Delta 9 selects bid from SISP

Media Partners, Stratcann

This post is presented by our media partner Stratcann
View the original article here.

image

Delta 9 Bio-Tech has selected a bid for the purchase of some of its assets through the SISP process that began earlier this year. 

If approved by the court, the purchaser will receive 17 of Delta 9’s grow pods, along with intellectual property and some enumerated personal property, as part of the sales and investment solicitation process. 

The application will be held before the court on November 15.

On July 15, 2024, Delta 9 Bio-Tech Inc. and four related entities were granted an initial order by the Court of King’s Bench of Alberta under the Companies’ Creditors Arrangement Act (Canada) (CCAA). 

On July 24, 2024, the Court approved a sales and investment solicitation process (SISP) to solicit interest in, and opportunities for, a sale of, or investment in, all or part of Bio-Tech’s assets and business operations. 

On September 11, 2024, the court granted an order extending Delta 9’s stay of proceedings pursuant to the Amended and Restated Initial Order (ARIO) first granted in July, up to and including November 1, 2024. That extension was to November 1 and has now been extended to January 31, 2025.

Among Delta 9 Bio-Tech’s assets is a 95,000-square-foot cannabis cultivation and processing facility located in Winnipeg, Manitoba, which contains 297 modular “grow pods”. These are retrofitted shipping containers used by some micro cultivators.
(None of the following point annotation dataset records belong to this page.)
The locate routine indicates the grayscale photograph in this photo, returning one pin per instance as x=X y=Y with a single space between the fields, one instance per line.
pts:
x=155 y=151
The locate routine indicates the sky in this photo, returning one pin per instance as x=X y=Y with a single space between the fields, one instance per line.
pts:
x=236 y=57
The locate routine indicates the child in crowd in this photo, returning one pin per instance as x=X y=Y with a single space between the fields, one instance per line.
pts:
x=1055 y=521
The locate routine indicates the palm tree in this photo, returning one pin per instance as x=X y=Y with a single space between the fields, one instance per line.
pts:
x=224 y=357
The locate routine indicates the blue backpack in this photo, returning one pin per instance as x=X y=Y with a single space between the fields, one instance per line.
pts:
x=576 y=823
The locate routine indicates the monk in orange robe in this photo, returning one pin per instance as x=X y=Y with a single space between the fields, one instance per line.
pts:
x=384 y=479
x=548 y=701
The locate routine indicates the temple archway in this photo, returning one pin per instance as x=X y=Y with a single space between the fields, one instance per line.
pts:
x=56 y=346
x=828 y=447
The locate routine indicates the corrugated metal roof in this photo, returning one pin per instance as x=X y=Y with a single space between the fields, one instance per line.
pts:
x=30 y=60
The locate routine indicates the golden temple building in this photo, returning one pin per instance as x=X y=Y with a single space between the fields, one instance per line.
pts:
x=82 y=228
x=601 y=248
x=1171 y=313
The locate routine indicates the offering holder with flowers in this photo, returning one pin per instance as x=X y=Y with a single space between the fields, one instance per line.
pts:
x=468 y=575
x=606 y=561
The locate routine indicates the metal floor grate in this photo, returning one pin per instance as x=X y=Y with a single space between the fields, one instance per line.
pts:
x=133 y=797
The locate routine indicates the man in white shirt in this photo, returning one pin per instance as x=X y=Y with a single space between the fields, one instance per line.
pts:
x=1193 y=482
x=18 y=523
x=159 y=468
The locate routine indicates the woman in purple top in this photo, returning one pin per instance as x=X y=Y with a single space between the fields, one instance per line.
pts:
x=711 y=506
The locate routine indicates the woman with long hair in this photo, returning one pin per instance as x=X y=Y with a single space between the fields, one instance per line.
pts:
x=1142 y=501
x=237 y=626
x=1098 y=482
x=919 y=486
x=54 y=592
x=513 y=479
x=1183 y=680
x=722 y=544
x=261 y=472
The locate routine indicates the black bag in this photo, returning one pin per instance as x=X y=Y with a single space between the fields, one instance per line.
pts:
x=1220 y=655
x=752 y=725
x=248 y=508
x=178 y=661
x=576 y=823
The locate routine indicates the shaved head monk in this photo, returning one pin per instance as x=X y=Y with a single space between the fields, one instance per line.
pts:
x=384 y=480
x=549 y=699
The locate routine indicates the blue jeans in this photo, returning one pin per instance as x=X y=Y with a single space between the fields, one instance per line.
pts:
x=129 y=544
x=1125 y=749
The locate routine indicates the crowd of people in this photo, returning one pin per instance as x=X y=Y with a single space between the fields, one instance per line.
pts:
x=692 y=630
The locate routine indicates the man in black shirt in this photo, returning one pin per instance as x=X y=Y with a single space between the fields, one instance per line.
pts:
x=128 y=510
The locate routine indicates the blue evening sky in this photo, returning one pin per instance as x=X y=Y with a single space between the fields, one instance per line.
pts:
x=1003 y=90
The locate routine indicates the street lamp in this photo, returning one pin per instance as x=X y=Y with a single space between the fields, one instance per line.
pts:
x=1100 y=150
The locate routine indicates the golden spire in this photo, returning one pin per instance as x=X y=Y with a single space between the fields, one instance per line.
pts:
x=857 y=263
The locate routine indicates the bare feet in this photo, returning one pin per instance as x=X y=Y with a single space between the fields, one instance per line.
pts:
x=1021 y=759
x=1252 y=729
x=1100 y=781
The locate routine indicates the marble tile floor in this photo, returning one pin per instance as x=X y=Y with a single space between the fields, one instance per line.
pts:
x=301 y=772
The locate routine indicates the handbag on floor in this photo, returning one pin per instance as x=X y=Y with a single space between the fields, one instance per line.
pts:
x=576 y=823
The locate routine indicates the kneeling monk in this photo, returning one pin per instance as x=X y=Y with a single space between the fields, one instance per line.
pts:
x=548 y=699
The company says they are customized for flowering, trimming, cloning, research, testing, support, and storage.

Delta 9 is a vertically integrated group of companies that touches cannabis cultivation, processing, extraction, wholesale distribution, retail sales, and business-to-business sales.

Through the SISP process, Delta 9 and its Monitor selected the highest and only serious bid, the one for 17 of the grow pods along with related intellectual property. The bid price has been redacted in the monitor’s report. 

Delta 9’s Monitor sought confirmation from SNDL, the first-ranking secured creditor of the purchased assets, but had not yet received a response when the monitor’s fourth report was filed on November 13.

In a press release earlier in July, Delta 9 said that the CCAA process was in the best interest of the company and its shareholders, especially in light of recent “aggressive” actions by its creditors, namely recent demand notices from SNDL Inc. on May 21 and July 12 and SNDL’s recent acquisition of all the Company’s senior secured debt for $21 million.